Die E-Mail-Listensegmentierung ist der Prozess, bei dem Ihre Abonnenten anhand bestimmter Kriterien in kleinere Gruppen unterteilt werden, sodass Sie ihnen personalisiertere und relevantere E-Mails senden können.

Anstatt zuzulassen, dass jede einzelne E-Mail, die Sie senden, an Ihre gesamte E-Mail-Liste gesendet wird, können Sie diese E-Mail nur an diejenigen Abonnenten senden, von denen Sie glauben, dass sie am meisten am Inhalt interessiert sind, was zu höheren Conversions führt.


Warum sollten Sie Ihre Liste segmentieren?

Die Segmentierung Ihrer Liste erhöht nachweislich Ihre E-Mail-Öffnungsraten, erhöht Ihre Klickraten und senkt die Abmeldungsrate. Aus diesem Grund nutzen intelligente Vermarkter die Segmentierung, um die Effektivität ihrer E-Mail-Kampagnen drastisch zu verbessern.

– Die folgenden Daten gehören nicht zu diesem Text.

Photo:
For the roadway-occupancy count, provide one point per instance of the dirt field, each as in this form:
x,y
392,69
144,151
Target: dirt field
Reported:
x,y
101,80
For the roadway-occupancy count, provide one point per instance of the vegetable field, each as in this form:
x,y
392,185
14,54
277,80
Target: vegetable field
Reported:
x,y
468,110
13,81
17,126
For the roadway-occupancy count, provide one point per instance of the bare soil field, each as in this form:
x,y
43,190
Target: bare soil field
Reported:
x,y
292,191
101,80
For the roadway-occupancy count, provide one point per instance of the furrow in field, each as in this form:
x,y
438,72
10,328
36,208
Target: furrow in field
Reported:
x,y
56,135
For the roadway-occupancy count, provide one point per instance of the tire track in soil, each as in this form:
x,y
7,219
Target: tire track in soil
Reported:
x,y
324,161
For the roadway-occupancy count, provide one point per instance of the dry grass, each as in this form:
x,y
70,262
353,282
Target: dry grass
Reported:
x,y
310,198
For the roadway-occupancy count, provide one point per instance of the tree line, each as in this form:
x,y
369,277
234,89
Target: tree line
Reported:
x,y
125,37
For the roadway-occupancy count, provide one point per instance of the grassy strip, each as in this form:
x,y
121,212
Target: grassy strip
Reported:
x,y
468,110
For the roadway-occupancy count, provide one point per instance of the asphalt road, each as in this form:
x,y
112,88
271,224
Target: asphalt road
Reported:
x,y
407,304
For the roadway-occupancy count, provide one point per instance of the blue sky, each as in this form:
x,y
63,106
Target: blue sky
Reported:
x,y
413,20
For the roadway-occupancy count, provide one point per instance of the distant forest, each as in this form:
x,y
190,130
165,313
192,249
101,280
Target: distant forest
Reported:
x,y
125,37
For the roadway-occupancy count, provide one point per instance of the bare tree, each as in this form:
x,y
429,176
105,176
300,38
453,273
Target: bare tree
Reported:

Nachdem Sie Ihre Abonnenten in verschiedenen Segmenten “getaggt (markiert)” haben, können Sie wirklich leistungsstarke Autoresponder senden. Hierbei handelt es sich um eine Serie von E-Mails, die automatisch aufgrund bestimmter Bedingungen versendet werden und die Sie dazu verwenden können, Ihre Leads zu pflegen und aktiv zu Verkaufen, anstatt blind an alle Leads die gleiche E-Mail zu senden. (In Kapitel 5 erfahren Sie mehr über Autoresponder)

Segmente machen es so viel einfacher zu wissen, welche Betreffzeilen und Nachrichten zu schreiben sind, die die Benutzer dazu bewegen, Ihre E-Mail-Kampagnen zu öffnen.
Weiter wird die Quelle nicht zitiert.